Pediatric respiratory distress is a common and troubling presenting complaint to the emergency department (ED). Although many respiratory illnesses are due to upper respiratory tract infections, which are self-limited and need only parental reassurance, the emergency clinician must constantly be alert and prepared for the few children with an underlying condition that can progress to respiratory compromise or failure. Emergency clinicians must utilize clues from both the history and physical examination to uncover the cause of the distress and then employ the most up-to-date modalities to prevent the child’s deterioration. Although uncommon, respiratory failure can rapidly ensue in some instances and cause cardiopulmonary arrest. Respiratory failure is the most common cause of cardiac arrest in children.1 The unexpected and rapid respiratory collapse of the pediatric patient can most often be avoided by early recognition of the severity of illness and should prompt initiation of appropriate therapies.
You’ve just come in for the early morning shift. You finish taking sign-outs. As you walk toward the coffee machine, the triage nurse runs by you carrying a toddler in her arms who is coughing, crying, and gasping for air. You follow her to the room, squeeze past 2 frightened parents, a crying grandparent, 2 other nurses, and an EMT student trying to get to the child. They are all trying to keep him on the gurney, place monitor leads, place a nasal cannula for oxygen, and start looking for IV sites. In the meantime, the child’s distress continues to worsen, and everyone in the room starts looking at you.
Due to the number of conditions that result in respiratory distress, the literature on this topic is quite extensive and diverse. While certain illnesses are well-studied, the literature on other disease states is sparse. For instance, the scope of the literature on foreign body aspiration is limited to case reports and case series. This is due to the fact that there are only a handful of cases each year that present to a single ED, making it difficult to conduct large studies. On the other hand, there are many large randomized trials and systematic reviews on asthma, bronchiolitis, and croup.

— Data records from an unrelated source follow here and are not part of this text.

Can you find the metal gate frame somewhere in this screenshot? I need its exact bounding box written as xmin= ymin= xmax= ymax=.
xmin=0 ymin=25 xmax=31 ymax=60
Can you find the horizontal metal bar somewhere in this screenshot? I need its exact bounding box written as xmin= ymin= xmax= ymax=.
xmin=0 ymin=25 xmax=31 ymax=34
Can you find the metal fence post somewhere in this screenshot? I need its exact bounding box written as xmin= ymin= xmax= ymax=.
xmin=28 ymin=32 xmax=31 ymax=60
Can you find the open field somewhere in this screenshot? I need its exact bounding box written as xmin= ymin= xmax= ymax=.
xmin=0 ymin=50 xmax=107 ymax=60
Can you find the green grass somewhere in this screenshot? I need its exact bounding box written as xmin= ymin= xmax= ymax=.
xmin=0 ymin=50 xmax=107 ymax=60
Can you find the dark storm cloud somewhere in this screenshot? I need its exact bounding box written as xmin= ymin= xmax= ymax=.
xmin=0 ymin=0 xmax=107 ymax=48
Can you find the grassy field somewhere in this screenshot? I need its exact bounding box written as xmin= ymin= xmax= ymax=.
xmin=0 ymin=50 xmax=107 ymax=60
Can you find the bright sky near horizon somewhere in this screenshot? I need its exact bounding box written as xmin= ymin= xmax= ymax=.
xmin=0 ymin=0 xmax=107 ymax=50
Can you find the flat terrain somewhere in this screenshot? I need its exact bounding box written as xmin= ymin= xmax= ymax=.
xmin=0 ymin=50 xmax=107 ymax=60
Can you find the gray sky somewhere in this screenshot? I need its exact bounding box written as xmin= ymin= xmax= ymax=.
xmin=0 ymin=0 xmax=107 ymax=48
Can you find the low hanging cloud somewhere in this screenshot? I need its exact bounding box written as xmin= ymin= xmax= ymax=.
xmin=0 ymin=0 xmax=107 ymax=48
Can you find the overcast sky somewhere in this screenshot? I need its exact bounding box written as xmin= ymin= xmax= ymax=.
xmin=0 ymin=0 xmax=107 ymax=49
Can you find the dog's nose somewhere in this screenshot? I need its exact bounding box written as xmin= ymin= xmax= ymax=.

Evidence-based medicine requires a critical appraisal of the literature based on study methodology and number of subjects. Not all references are equally robust. The findings of a large, prospective, randomized, and blinded trial should carry more weight than a case report.
To help the reader judge the strength of each reference, pertinent information about the study, such as the type of study and the number of patients in the study, will be included in bold type following the reference, where available.